"APPOINTED PUBLIC OFFICIAL CHIEF ACCUSED OF CRIMES"

Ulster County Unable To Unload Bridge Authority Case

April 1, 2004

KINGSTON - Ulster County taxpayers will be asked to foot the bill for a local grand jury investigation into alleged wrongdoing by the former head of the state Bridge Authority, even though the state attorney general is willing to take the case.

Darren Dopp, a spokesman for Attorney General Eliot Spitzer, said Spitzer stands ready to take over the investigation of Jack Gaffney's alleged financial misdeeds - if only someone will give it to him.

"We were prepared to do it and are prepared to do it," Dopp said.

But that can't happen, he said, because no one has formally referred the case to Spitzer's office. Legally, the attorney general cannot, of his own volition, initiate a criminal investigation.

Ulster County District Attorney Donald A. Williams said that, over the past several months, he repeatedly has asked representatives of state Inspector General Jill Konviser-Levine and state Comptroller Alan Hevesi - the two officials who are so empowered -to make an official referral to the Attorney General's Office, but to no avail.

Williams does not have the authority to make such a referral himself, though he does have jurisdiction to prosecute the case because the Bridge Authority's main office is in the Ulster County town of Lloyd.

Williams announced on Monday that, at the end of April, he will begin a grand jury investigation to determine whether Gaffney, the former executive director of the Bridge Authority, should be charged with bilking the authority out of tens of thousands of dollars.

A report issued last summer by the state Inspector General's Office said Gaffney was allowed to set his own travel budget and used $24,750 in Bridge Authority money for personal trips to Florida, California, Texas, Hawaii and Japan.
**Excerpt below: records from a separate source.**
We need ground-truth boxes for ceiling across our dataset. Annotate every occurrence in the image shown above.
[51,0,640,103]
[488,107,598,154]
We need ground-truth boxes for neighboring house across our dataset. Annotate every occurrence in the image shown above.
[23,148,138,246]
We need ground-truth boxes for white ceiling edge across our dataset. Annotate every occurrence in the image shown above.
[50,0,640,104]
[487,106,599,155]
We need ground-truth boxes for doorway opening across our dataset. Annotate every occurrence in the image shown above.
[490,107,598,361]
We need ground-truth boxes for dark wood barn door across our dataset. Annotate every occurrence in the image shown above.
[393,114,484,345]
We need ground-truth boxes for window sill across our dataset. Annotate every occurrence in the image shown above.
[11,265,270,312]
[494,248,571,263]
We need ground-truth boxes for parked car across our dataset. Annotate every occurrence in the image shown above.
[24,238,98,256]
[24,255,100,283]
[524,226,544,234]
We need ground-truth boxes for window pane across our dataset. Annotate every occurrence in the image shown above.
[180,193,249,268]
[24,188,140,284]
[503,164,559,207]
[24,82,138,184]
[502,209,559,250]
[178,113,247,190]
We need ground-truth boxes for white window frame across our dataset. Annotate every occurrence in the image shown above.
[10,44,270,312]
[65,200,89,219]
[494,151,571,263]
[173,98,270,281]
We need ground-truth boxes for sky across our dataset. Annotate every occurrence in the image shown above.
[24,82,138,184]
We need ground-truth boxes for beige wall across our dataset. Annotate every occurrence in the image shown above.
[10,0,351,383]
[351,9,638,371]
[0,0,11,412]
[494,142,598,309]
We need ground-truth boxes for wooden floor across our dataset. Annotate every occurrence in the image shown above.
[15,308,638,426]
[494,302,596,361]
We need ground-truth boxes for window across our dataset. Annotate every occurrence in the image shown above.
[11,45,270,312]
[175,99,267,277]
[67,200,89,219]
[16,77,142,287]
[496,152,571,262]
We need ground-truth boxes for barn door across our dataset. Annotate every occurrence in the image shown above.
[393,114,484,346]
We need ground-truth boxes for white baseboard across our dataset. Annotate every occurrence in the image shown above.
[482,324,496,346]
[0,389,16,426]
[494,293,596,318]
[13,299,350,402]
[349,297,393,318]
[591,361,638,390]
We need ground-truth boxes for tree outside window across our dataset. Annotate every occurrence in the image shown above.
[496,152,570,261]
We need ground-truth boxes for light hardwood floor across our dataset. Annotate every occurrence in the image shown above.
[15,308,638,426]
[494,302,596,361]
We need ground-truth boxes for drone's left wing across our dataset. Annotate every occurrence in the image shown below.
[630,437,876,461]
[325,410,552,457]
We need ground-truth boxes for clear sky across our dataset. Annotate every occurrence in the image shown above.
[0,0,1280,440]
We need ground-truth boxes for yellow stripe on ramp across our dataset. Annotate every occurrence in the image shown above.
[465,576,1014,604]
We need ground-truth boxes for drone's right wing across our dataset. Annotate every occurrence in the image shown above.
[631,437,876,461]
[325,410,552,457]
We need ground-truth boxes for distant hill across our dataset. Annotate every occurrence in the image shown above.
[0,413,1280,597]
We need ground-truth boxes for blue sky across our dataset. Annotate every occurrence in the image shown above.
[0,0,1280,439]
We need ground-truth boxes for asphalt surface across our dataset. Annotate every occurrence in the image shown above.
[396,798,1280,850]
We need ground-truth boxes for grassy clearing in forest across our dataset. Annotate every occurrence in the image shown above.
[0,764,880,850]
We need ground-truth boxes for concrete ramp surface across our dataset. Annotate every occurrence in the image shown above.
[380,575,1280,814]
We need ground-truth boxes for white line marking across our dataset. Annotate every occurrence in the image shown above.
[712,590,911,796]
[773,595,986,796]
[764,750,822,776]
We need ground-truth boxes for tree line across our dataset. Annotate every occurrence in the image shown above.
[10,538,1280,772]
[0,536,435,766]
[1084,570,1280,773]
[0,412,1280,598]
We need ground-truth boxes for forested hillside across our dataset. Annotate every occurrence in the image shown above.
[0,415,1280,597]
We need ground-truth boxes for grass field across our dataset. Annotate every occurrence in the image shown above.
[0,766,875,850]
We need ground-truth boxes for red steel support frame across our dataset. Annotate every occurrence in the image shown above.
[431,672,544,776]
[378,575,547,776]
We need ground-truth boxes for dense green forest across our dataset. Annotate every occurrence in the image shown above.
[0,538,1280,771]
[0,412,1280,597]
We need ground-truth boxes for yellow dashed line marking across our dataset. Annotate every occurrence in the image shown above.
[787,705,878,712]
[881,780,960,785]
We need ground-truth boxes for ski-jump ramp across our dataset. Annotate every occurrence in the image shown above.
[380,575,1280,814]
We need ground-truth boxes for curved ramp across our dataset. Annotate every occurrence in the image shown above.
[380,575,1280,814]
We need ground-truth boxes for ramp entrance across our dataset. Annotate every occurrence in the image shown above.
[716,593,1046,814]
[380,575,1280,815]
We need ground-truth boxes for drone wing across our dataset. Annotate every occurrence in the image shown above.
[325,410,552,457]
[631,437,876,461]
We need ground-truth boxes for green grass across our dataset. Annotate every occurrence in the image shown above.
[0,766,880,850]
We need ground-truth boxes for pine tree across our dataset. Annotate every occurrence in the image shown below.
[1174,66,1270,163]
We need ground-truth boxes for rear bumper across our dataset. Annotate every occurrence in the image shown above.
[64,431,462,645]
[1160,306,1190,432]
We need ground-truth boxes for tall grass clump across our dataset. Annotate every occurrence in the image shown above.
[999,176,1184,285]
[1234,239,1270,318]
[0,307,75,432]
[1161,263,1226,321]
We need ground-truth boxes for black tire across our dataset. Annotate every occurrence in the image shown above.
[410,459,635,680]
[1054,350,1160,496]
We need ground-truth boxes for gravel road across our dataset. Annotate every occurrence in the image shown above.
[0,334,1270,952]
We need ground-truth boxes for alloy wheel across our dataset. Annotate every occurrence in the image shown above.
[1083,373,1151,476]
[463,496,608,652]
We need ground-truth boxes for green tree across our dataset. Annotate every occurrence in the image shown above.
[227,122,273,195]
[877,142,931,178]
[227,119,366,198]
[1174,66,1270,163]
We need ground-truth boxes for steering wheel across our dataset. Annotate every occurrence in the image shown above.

The report also stated Gaffney claimed weekend work that allowed him to receive $32,000 in unused annual leave and $2,400 in unused sick time; and ran up $80,000 in credit card expenses during his five years at the authority's helm.

"Once we received the information from the inspector general and we realized the enormity of the case, and the fact that there were potential witnesses in Texas, San Francisco, Florida and potentially Japan and Hawaii ... because of our limited resources, we felt it would be more appropriately handled at the state level," Williams said.

"I spoke to the (offices of the) inspector general and comptroller. I made it clear to them ... that I felt this would be most appropriately handled at the state level," Williams added. "The inspector general and the comptroller declined to legally refer it to the attorney general."

Jeffrey Gordon, a spokesman for Hevesi, said the comptroller declined to make the referral because his office did not conduct the initial investigation.

"Typically, we would not refer a matter to the attorney general if we didn't do the investigation ourselves," Gordon said.

Steven DelGiacco, a spokesman with the inspector general's office, said: "We conducted an investigation, we reached findings, and we made those findings public. We did not make a referral to a prosecutor, but we did make our findings available to anybody who might have an interest in looking further into any aspect of it."

Gaffney was appointed to the authority's top job in 1997 by Gov. George Pataki and is the father-in-law of Pataki confidant Kieran Mahoney. Gaffney resigned his $137,700-a-year post in May 2003, shortly before the inspector general's report was made public.

Pataki, Konviser-Levine and Williams are Republicans. Spitzer and Hevesi are Democrats.

The Bridge Authority oversees the operations of five Hudson River crossings: the Rip Van Winkle, Kingston-Rhinecliff, Mid-Hudson, Newburgh-Beacon and Bear Mountain bridges.